Actualités 6 avril 2017

Une deuxième chance pour les engrais à libération contrôlée

Une nouvelle étude d’Agriculture et Agroalimentaire Canada (AAC) pourrait bien redonner ses lettres de noblesse à l’engrais à libération contrôlée (ELC) dans la culture de pommes de terre, même si l’agronome Gaétan Parent et ses collègues du Centre de recherche et de développement de Québec ont eu quelques difficultés à trouver des agriculteurs disposés à faire des essais.

« C’est que les ELC ne sont pas populaires du tout chez les producteurs de pommes de terre, explique M. Parent. Il y a des gens qui avaient essayé ça dans le passé et ils étaient arrivés à la conclusion que les ELC donnaient les mêmes rendements que l’engrais conventionnel. »

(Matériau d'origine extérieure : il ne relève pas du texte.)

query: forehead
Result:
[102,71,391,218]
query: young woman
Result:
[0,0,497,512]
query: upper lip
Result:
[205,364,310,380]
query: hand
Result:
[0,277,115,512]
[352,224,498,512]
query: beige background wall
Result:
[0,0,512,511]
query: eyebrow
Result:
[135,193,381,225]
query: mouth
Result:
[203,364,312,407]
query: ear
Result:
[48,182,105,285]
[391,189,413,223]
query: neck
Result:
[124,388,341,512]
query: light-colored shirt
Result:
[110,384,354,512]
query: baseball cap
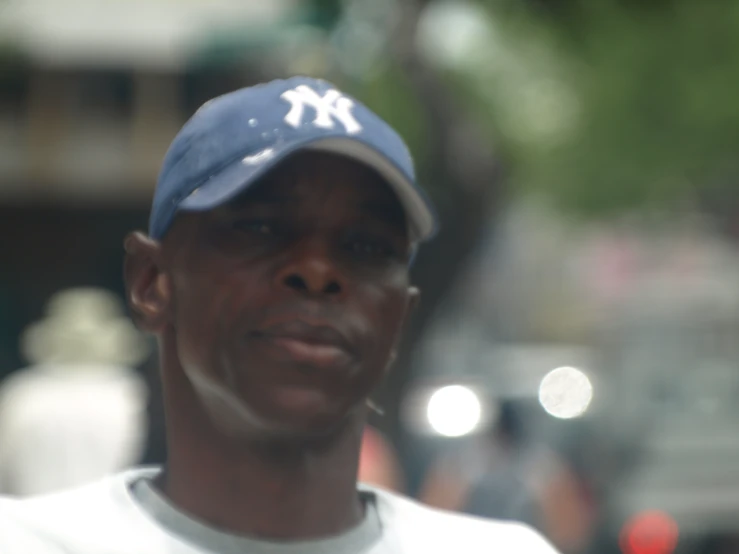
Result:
[149,77,437,243]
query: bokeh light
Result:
[426,385,482,437]
[539,367,593,419]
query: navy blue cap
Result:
[149,77,437,242]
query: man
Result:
[0,78,554,554]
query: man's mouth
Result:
[252,319,353,369]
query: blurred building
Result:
[0,0,338,376]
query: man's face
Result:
[155,153,415,436]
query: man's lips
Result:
[251,319,353,369]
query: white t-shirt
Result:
[0,364,147,496]
[0,469,556,554]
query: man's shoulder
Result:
[371,488,557,554]
[0,470,161,554]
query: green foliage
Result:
[455,0,739,216]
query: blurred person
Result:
[359,425,405,492]
[0,289,147,496]
[0,77,554,554]
[420,401,591,552]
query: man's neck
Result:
[157,416,364,540]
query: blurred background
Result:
[0,0,739,554]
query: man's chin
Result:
[237,389,353,441]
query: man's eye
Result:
[233,219,277,236]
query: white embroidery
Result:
[241,148,275,165]
[282,85,362,135]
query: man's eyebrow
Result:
[360,200,406,229]
[229,187,290,209]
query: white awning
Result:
[0,0,298,69]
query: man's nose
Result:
[277,240,346,297]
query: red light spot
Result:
[619,510,678,554]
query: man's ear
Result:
[405,286,421,316]
[123,232,171,334]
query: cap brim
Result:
[178,135,437,242]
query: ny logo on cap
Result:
[281,85,362,135]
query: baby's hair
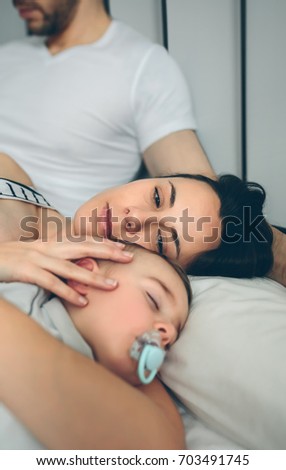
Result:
[117,240,192,308]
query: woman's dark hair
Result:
[163,174,273,278]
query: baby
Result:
[0,245,191,449]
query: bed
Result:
[161,277,286,449]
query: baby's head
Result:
[65,245,191,385]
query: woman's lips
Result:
[99,202,112,238]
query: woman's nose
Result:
[124,207,155,233]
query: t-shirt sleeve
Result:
[131,45,196,152]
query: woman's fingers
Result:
[33,239,133,263]
[0,239,132,305]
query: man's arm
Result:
[269,227,286,287]
[143,130,215,178]
[0,299,184,449]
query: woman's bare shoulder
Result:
[0,153,34,186]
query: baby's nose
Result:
[124,208,158,233]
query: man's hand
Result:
[268,227,286,287]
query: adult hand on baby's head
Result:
[268,227,286,287]
[0,241,132,306]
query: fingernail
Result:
[104,278,117,286]
[78,296,88,305]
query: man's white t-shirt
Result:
[0,21,195,215]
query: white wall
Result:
[168,0,240,174]
[0,0,25,44]
[0,0,286,226]
[247,0,286,226]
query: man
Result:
[0,0,213,215]
[0,0,286,285]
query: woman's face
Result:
[74,177,221,267]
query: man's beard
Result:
[13,0,79,36]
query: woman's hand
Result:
[268,227,286,287]
[0,237,132,306]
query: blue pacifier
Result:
[130,330,166,384]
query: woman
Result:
[0,155,273,302]
[0,153,274,449]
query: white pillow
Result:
[161,277,286,449]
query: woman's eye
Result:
[157,230,164,255]
[153,187,161,209]
[146,292,159,310]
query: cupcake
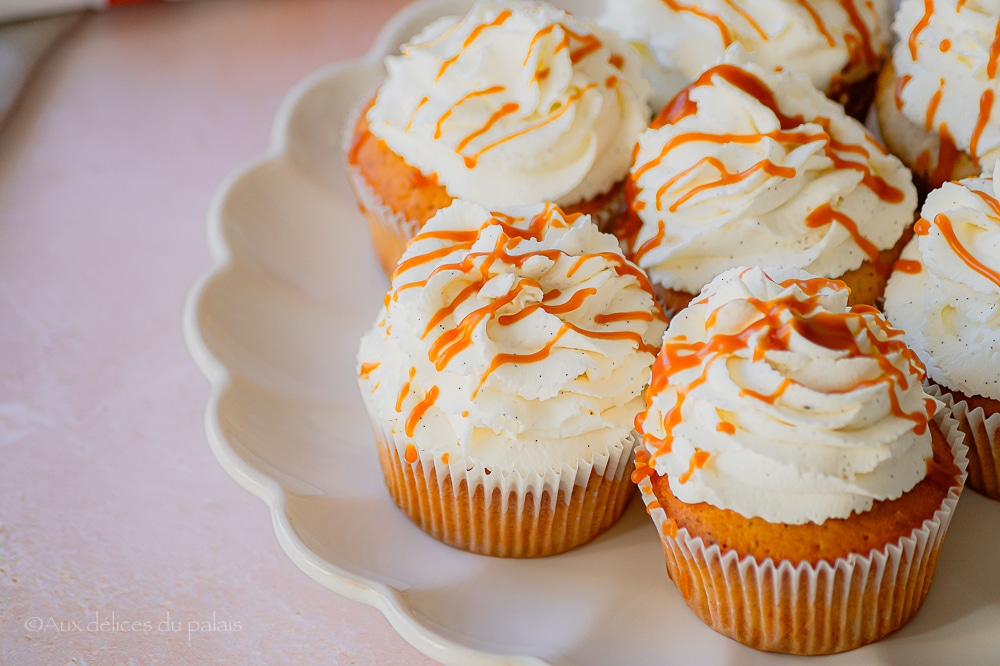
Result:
[616,46,917,310]
[875,0,1000,193]
[358,200,665,557]
[885,165,1000,499]
[347,1,649,274]
[634,268,965,654]
[598,0,892,119]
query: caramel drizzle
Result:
[796,0,837,48]
[913,210,1000,288]
[893,74,913,111]
[906,0,934,61]
[656,155,795,213]
[392,204,656,408]
[840,0,879,66]
[892,259,924,275]
[426,16,612,169]
[924,77,944,132]
[986,21,1000,79]
[969,90,1000,160]
[725,0,769,42]
[403,386,441,437]
[677,449,712,483]
[621,64,905,261]
[663,0,734,48]
[636,278,934,456]
[434,86,507,140]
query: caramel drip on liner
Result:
[636,278,934,462]
[925,213,1000,288]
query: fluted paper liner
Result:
[927,384,1000,500]
[639,409,967,654]
[370,402,637,557]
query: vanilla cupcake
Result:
[875,0,1000,193]
[885,165,1000,499]
[598,0,892,119]
[634,268,965,654]
[347,0,649,274]
[358,201,665,557]
[616,47,917,310]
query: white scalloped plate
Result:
[184,0,1000,665]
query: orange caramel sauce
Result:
[628,64,905,261]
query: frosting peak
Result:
[599,0,891,107]
[637,268,936,524]
[892,0,1000,170]
[368,1,649,207]
[621,45,916,293]
[885,163,1000,400]
[359,201,665,473]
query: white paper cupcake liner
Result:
[927,384,1000,500]
[639,409,968,654]
[369,392,637,557]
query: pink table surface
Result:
[0,0,438,666]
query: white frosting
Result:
[637,268,936,524]
[598,0,892,110]
[629,46,917,293]
[885,164,1000,400]
[892,0,1000,171]
[368,1,649,207]
[359,201,664,474]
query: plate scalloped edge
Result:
[183,0,545,664]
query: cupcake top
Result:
[620,46,917,293]
[599,0,892,110]
[636,268,937,524]
[885,165,1000,400]
[359,201,665,474]
[367,1,649,207]
[892,0,1000,171]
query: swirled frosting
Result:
[636,268,937,524]
[598,0,892,110]
[620,46,917,293]
[359,201,665,473]
[892,0,1000,171]
[368,1,649,207]
[885,164,1000,400]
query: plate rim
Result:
[182,0,547,666]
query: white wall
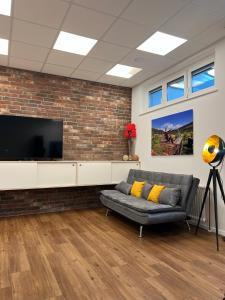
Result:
[132,40,225,235]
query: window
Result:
[167,76,184,101]
[191,63,215,93]
[149,86,162,107]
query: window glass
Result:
[191,63,215,93]
[149,87,162,107]
[167,76,184,101]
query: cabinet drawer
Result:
[37,162,76,187]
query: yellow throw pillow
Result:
[130,181,145,198]
[147,184,165,203]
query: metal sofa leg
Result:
[185,220,191,231]
[139,225,143,238]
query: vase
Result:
[128,138,135,156]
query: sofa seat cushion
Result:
[101,190,182,213]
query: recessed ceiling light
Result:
[137,31,187,55]
[0,0,11,16]
[0,39,9,55]
[53,31,97,55]
[106,64,142,78]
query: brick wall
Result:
[0,67,131,216]
[0,67,131,160]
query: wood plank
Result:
[0,209,225,300]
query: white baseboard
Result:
[189,220,225,237]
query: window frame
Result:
[148,82,164,110]
[144,54,217,114]
[165,71,188,105]
[188,57,216,98]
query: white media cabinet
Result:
[0,160,140,191]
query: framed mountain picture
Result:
[151,109,193,156]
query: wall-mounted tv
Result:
[0,115,63,160]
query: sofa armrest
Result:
[186,177,200,216]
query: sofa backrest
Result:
[127,169,193,210]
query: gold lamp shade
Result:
[202,135,225,164]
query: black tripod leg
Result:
[216,170,225,204]
[213,170,219,251]
[195,170,213,234]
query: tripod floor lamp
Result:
[195,135,225,251]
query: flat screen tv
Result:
[0,115,63,160]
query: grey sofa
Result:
[100,169,200,237]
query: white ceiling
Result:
[0,0,225,87]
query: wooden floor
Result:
[0,209,225,300]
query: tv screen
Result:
[0,115,63,160]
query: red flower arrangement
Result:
[124,123,137,160]
[124,123,137,140]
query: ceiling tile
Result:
[103,19,151,48]
[62,5,115,39]
[0,55,8,66]
[71,69,101,81]
[14,0,69,28]
[123,70,157,87]
[79,57,114,73]
[160,2,225,39]
[97,75,124,85]
[74,0,131,16]
[89,41,130,62]
[42,64,74,76]
[12,19,57,48]
[121,0,190,30]
[47,50,84,68]
[0,15,10,39]
[167,41,205,62]
[120,49,176,72]
[194,0,225,18]
[9,57,42,72]
[191,19,225,47]
[10,41,49,62]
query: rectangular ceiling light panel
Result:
[53,31,97,55]
[137,31,187,55]
[0,39,9,55]
[106,64,142,78]
[0,0,12,16]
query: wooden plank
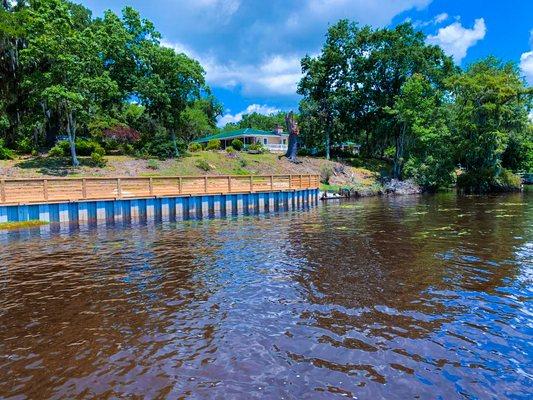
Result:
[0,179,6,203]
[0,174,320,204]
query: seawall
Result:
[0,188,318,223]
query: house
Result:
[195,126,289,152]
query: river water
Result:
[0,192,533,399]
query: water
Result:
[0,193,533,399]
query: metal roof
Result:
[193,128,288,143]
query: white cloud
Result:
[427,18,487,64]
[520,30,533,85]
[161,40,302,96]
[412,13,450,28]
[217,104,281,127]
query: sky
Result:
[78,0,533,126]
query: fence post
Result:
[43,179,48,200]
[0,179,6,203]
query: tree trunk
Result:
[392,124,406,179]
[285,111,300,162]
[170,131,180,157]
[67,111,80,167]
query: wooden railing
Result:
[0,175,319,204]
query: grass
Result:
[0,220,48,230]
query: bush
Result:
[48,140,69,157]
[146,159,159,169]
[231,139,244,151]
[48,139,105,157]
[188,142,202,153]
[91,152,106,167]
[248,143,265,153]
[0,139,15,160]
[320,164,333,185]
[195,159,211,172]
[205,139,222,150]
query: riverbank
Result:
[0,151,379,190]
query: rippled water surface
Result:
[0,193,533,399]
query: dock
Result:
[0,174,320,223]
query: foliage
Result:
[448,57,532,192]
[231,139,244,151]
[248,142,265,153]
[205,139,222,150]
[320,164,333,185]
[146,159,159,170]
[0,139,15,160]
[194,159,211,172]
[103,125,141,143]
[91,152,107,168]
[0,0,214,164]
[187,142,202,153]
[48,139,105,157]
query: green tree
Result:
[448,57,533,192]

Les chercheurs ont finalement trouvé deux agriculteurs de L’Île-d’Orléans, un de Joliette et deux autres de Sainte-Brigitte-des-Saults, qui ont bien voulu donner une deuxième chance à cet engrais mal aimé.

Malgré un environnement variable, tous les champs à l’essai ont répondu de la même façon aux tests de l’équipe de recherche. « On a remarqué que si on réduit la dose d’ELC à 40 ou 50 kg d’azote à l’hectare, on a les mêmes rendements qu’avec 200 kg d’azote d’engrais conventionnel », affirme M. Parent.

En faisant varier la quantité d’azote utilisée, l’ELC et l’engrais conventionnel ont tous deux donné des rendements moyens de 30 tonnes de pommes de terre par hectare.

« On constate donc que les ELC sont meilleurs, parce qu’on peut en mettre moins et obtenir le même rendement », précise le chercheur.

Un avantage économique

L’avantage des ELC dans la culture de pommes de terre est avant tout économique.

« Contrairement au mythe, le prix des ELC est plus avantageux que celui des engrais conventionnels », souligne M. Parent.

Il parle d’environ 2 $ le kilo d’azote pour les ELC, contrairement à autour de 3 $ pour un engrais comme le sulfate d’ammonium, généralement utilisé par les producteurs de pommes de terre.

« Notre recherche montre qu’on peut mettre moins d’ELC que d’engrais conventionnels et, en plus, ils sont moins chers », explique-t-il.

Simple à appliquer

Le producteur qui utilise un ELC n’a pas à faire une deuxième application d’engrais quand vient le temps de renchausser la pomme de terre, puisque celui qui a été appliqué lors de la plantation n’aura pas été complètement libéré et lessivé.

« C’est beaucoup plus simple ainsi. On n’a pas besoin d’estimer la deuxième quantité d’engrais à appliquer selon la pluie qui est tombée en début de saison », illustre Gaétan Parent.

Le producteur devra toutefois ajuster ses formules d’engrais en conséquence, prévient le chercheur. « Sinon, il devra avoir deux boîtes à engrais. Une pour l’azote et l’autre pour le reste. »

Les essais réalisés par l’équipe d’AAC ont été faits sur des Goldrush. Gaétan Parent ne connaît donc que l’impact des ELC sur des pommes de terre destinées à un marché spécifique.

« Quel sera l’impact de l’utilisation d’urée quand on veut faire une croustille ou une frite? Malheureusement, la recherche qu’on vient de faire ne nous permet pas de généraliser, note-t-il. Je dis donc aux producteurs : faites des essais. Testez les ELC chez vous. »

Différents sols, même rendement

Étant donné que la membrane de polymère qui recouvre la granule d’urée prend de l’expansion en fonction de la température du sol, Gaétan Parent croyait que le type de sol aurait une incidence sur le rendement des ELC. Il a été surpris de constater que la teneur en eau du sol n’était pas un facteur déterminant. Dans les champs très secs de Joliette, les ELC ont donné un rendement similaire à ceux qui sont sableux et plus humides, à Sainte-Brigitte-des-Saults.

Contrôlée ou retardée?

Attention de ne pas mélanger les engrais à libération contrôlée et ceux à libération retardée. Alors que les ELC vont relâcher l’azote de façon graduelle tout au long de la saison de croissance, les engrais à libération retardée repoussent simplement la libération à plus tard. « Ça, quand ça part, ça part! On utilise ce type d’engrais dans la production fourragère, par exemple, ou la production de maïs pour réduire les pertes par volatilisation », explique M. Parent.